EL PAíS • SUBNOTA
› Por Mario Wainfeld
Horacio González, a la sazón director de la Biblioteca Nacional, pronunció un encendido y memorable discurso en la asamblea de Carta Abierta. Habló sobre la designación del papa Francisco y sobre muchos temas conexos, menoscabados o ignorados por otros expositores. Recorrió la historia de la orden de los jesuitas, su conformación de tipo militar. La relación entre Iglesia y Estado en la Argentina, especial (mas no únicamente) en épocas de dictadura. Habló de Guardia de Hierro, su lógica, sus tácticas durante y después de la última dictadura. De los Montoneros y la Juventud Peronista. Del lenguaje plebeyo de Francisco y su parentesco con el de la militancia de Guardia de Hierro.
Pronunció palabras fuertes y conmovidas, “superchería” entre tantas. También expresó que matar es siempre difícil, pero que ese límite se puede aliviar cuando se cuenta con la aprobación de Dios.
Por su postura, pero sobre todo por su calidad, el planteo de González (reproducido luego con modificaciones menores en una
columna publicada el martes pasado en
Página/12) contrasta con casi todo lo que se dijo o escribió sobre el nuevo pontífice. Escucharlo o leerlo, antes que convocar a la coincidencia o el disenso (que en democracia siempre son válidos), debería hacer sonrojar a quienes hablan u opinan a la bartola, sin ahondar conceptos, repasar la historia o procurar dar cuenta de la complejidad.
Recibió respuestas brutales, descalificatorias, groseras. Un editorialista de La Nación, que suele clamar por la libertad de expresión y renegar del actual gobierno, le pidió a la Presidenta que lo hiciera callar. Otro periodista cuestionó su forma de vestir, mensaje que habla de su inteligencia y tolerancia antes que sobre el criticado. Llovieron reproches, burlas, casi nunca una respuesta de calibre similar al desafío propuesto. González es un intelectual probado, que lleva escrita una llamativa cantidad de libros notables y que ha leído “casi todos”. Sus palabras pueden ser debatidas, no la coherencia del enunciador, que es imbatible. En momentos en que cunden las apologías del Papa y el simplismo, optó por el camino inverso.
González es también un militante constante y desgarrado. Contra lo que es el tono de época, suele discutir con amabilidad y sonrisas. Es un buen tipo a quien le cuesta mucho odiar, aun a quienes hacen méritos: se reserva para los genocidas, los criminales, los culpables de conductas imperdonables. Tiene falencias, entre ellas la de no ser un hábil o taimado operador en los medios como suelen (o solemos) ser “casi todos” en la esfera pública local.
El cronista coincide, en gran medida, con lo que dijo esta vez.

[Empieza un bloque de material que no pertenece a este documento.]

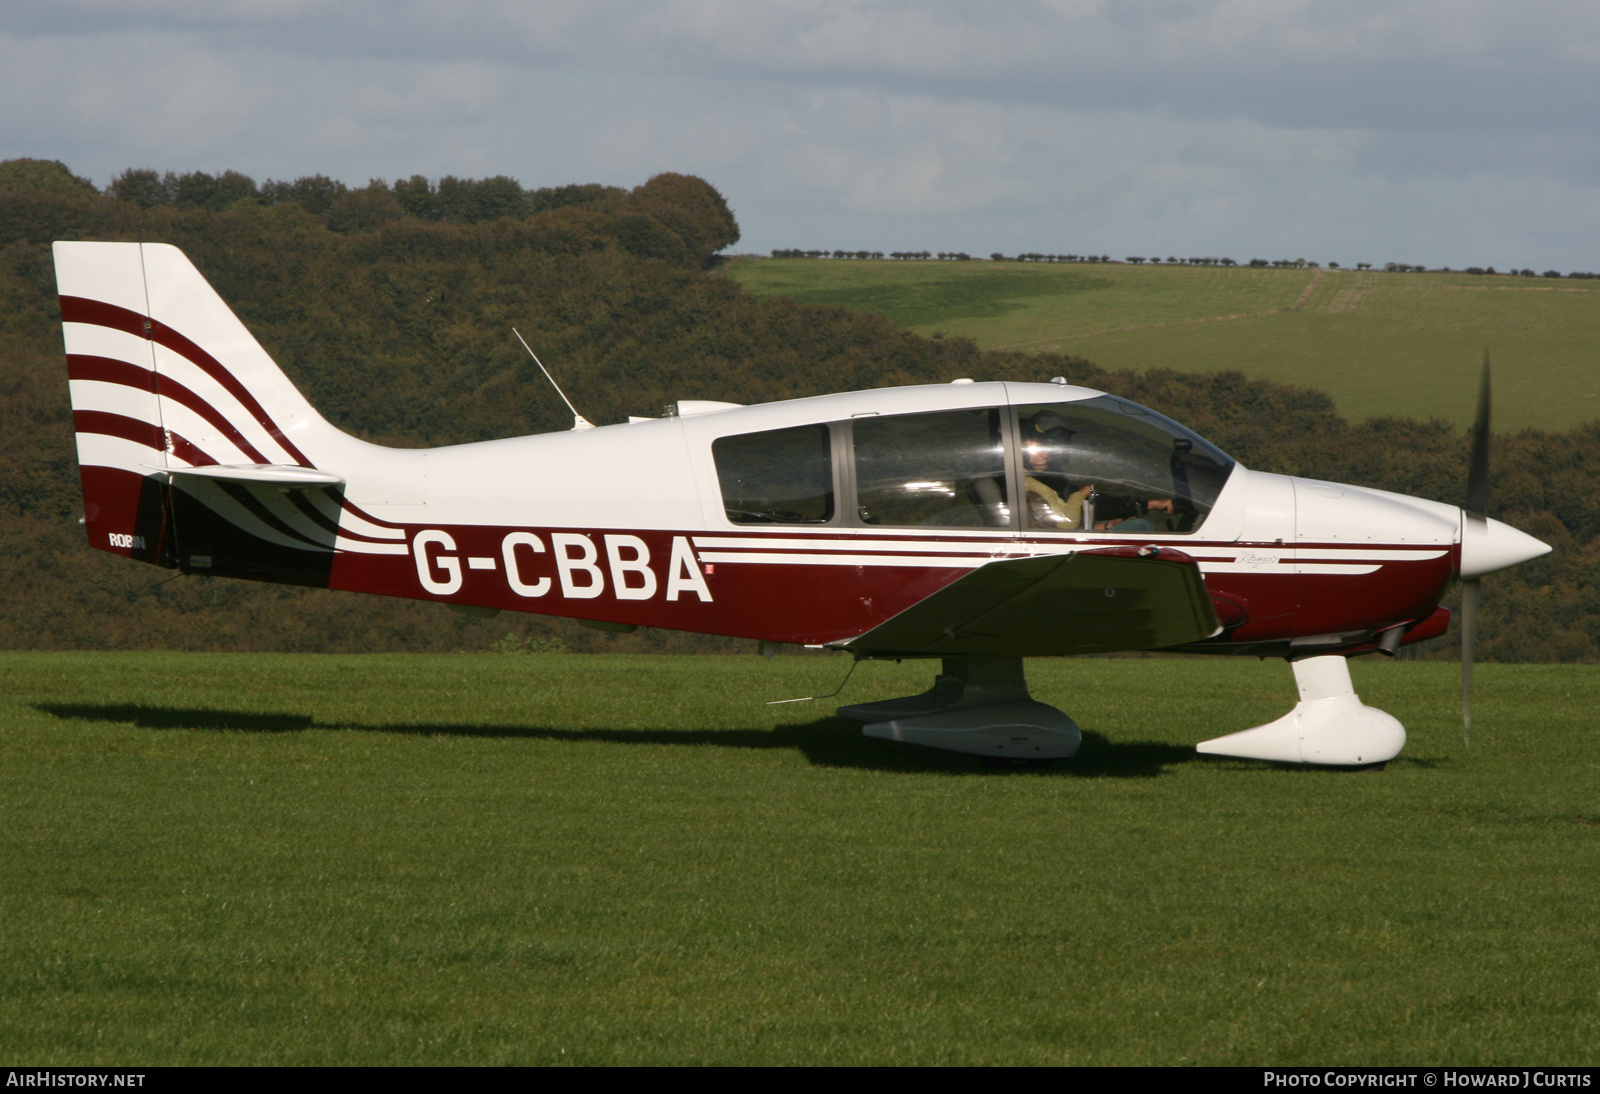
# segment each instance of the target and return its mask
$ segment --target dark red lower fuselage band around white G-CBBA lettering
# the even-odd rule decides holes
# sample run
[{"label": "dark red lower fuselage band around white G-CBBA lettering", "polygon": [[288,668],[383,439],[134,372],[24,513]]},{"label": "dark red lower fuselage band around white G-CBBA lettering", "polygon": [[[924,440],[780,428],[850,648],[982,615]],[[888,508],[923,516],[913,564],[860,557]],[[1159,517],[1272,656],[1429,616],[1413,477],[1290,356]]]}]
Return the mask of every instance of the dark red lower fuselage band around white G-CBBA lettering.
[{"label": "dark red lower fuselage band around white G-CBBA lettering", "polygon": [[[693,593],[680,593],[677,601],[667,601],[664,589],[672,558],[672,542],[675,539],[693,544],[694,539],[746,539],[741,533],[728,531],[640,531],[640,529],[549,529],[549,528],[494,528],[494,526],[430,526],[446,533],[454,541],[454,549],[429,547],[427,569],[435,582],[442,582],[450,574],[450,566],[459,573],[459,587],[446,595],[430,593],[424,589],[418,558],[408,555],[366,555],[357,552],[339,552],[334,558],[334,589],[350,589],[358,592],[381,593],[389,597],[406,597],[414,600],[440,600],[446,603],[478,605],[486,608],[502,608],[509,611],[528,611],[550,616],[568,616],[576,619],[600,619],[610,622],[637,624],[643,627],[666,627],[675,630],[696,630],[704,633],[734,635],[744,638],[766,638],[773,641],[792,641],[821,645],[853,638],[880,622],[891,619],[906,608],[910,608],[925,597],[938,592],[944,585],[971,573],[965,566],[920,566],[920,565],[810,565],[762,563],[760,552],[752,552],[749,561],[718,561],[712,573],[706,573],[706,565],[698,563],[702,579],[712,593],[712,600],[702,603]],[[419,526],[408,526],[408,542],[414,544]],[[550,587],[541,597],[518,595],[510,589],[504,573],[502,545],[510,534],[533,534],[544,547],[542,552],[517,549],[518,579],[523,585],[549,579]],[[594,550],[589,563],[600,571],[602,590],[595,597],[563,595],[560,573],[555,561],[552,536],[582,536]],[[614,576],[610,573],[605,537],[638,537],[650,550],[650,566],[656,590],[648,600],[626,600],[614,595]],[[784,533],[773,533],[768,539],[784,537]],[[789,533],[787,537],[798,539]],[[747,537],[755,547],[762,536]],[[930,552],[934,547],[979,549],[994,552],[997,557],[1022,557],[1030,553],[1029,547],[1059,547],[1059,542],[1046,541],[1005,541],[995,539],[970,541],[946,537],[917,536],[878,536],[875,541],[894,541],[893,549],[875,552],[851,552],[850,537],[819,537],[818,555],[862,553],[862,555],[894,555],[914,553],[915,545],[925,545]],[[1144,545],[1149,541],[1125,539],[1074,544],[1083,550]],[[899,544],[906,544],[901,549]],[[1206,549],[1235,550],[1251,544],[1171,544],[1178,550],[1203,555]],[[822,549],[827,550],[822,550]],[[1277,547],[1277,544],[1259,544],[1259,547]],[[1349,545],[1341,545],[1349,550]],[[693,549],[696,558],[701,553],[726,550],[725,547]],[[792,549],[790,549],[792,550]],[[1370,547],[1374,557],[1386,553],[1384,545]],[[1416,544],[1395,544],[1387,547],[1394,552],[1416,552]],[[1392,560],[1378,563],[1379,568],[1370,574],[1296,574],[1293,565],[1283,573],[1213,573],[1206,574],[1206,587],[1216,593],[1226,593],[1242,601],[1248,613],[1245,621],[1227,635],[1234,643],[1251,641],[1286,641],[1304,635],[1342,633],[1357,630],[1381,629],[1394,622],[1426,617],[1438,603],[1438,597],[1448,587],[1453,573],[1451,550],[1438,549],[1438,558],[1429,560]],[[949,555],[949,552],[946,552]],[[488,560],[491,565],[483,569],[472,569],[469,558]],[[1203,565],[1203,563],[1202,563]],[[576,584],[592,584],[594,573],[578,574]],[[622,574],[627,581],[629,576]],[[637,584],[637,579],[635,579]]]}]

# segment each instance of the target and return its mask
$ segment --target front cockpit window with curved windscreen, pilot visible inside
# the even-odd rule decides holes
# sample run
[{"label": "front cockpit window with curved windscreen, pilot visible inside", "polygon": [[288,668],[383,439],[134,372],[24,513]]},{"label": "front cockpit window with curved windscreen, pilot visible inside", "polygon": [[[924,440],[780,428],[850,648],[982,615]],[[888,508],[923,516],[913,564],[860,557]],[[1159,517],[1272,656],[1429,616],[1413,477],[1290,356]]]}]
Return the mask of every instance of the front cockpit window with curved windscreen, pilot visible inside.
[{"label": "front cockpit window with curved windscreen, pilot visible inside", "polygon": [[1192,533],[1234,470],[1205,438],[1115,395],[1018,406],[1016,424],[1027,528]]}]

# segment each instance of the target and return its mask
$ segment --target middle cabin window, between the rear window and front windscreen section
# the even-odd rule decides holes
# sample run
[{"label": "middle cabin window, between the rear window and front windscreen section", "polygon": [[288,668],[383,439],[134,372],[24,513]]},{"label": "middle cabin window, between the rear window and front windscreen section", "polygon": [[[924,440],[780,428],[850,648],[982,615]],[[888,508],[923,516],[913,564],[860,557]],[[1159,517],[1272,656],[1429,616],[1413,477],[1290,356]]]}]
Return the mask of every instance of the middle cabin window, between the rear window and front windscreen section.
[{"label": "middle cabin window, between the rear window and front windscreen section", "polygon": [[1010,528],[1000,429],[995,408],[854,419],[861,523]]}]

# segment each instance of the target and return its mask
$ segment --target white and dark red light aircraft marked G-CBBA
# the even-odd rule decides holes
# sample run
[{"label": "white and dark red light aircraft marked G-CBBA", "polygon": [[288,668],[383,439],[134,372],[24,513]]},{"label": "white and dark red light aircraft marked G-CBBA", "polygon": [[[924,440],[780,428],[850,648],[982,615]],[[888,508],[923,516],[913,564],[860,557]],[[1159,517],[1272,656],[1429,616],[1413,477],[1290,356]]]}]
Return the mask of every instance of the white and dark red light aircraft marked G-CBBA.
[{"label": "white and dark red light aircraft marked G-CBBA", "polygon": [[[1486,373],[1467,507],[1240,467],[1064,381],[762,406],[432,449],[328,424],[160,243],[56,243],[99,550],[194,574],[942,657],[920,696],[840,707],[870,736],[1070,757],[1022,657],[1277,656],[1298,705],[1200,752],[1382,763],[1405,745],[1347,657],[1443,633],[1451,581],[1546,544],[1483,517]],[[1470,649],[1470,641],[1464,646]],[[1470,665],[1470,653],[1464,654]]]}]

Pero no lo elogia por eso, sino por exponerse como siempre lo hizo, en congruencia con lo que fue su vida. El profesional que firma esta columna, en ejercicio del privilegio de escribir en este diario, deja constancia de todo lo antedicho, que consignaría también si su emisor hubiera sido cualquier otro.
Como es partidario de reconocer desde dónde se escribe, agrega que es compañero de Horacio, a quien conoce desde hace añares y con quien compartió, por darles un mote, espacios militantes en común. Guarda de ellos un grato recuerdo, una deuda impagable con la inteligencia provocadora y a la vez tierna de Horacio. Y un ansia imposible de emularlo, en la dignidad y en la hondura. Por eso, Mario le transmite el abrazo y la solidaridad que (por decirlo de alguna forma) ya le hizo llegar de otra manera.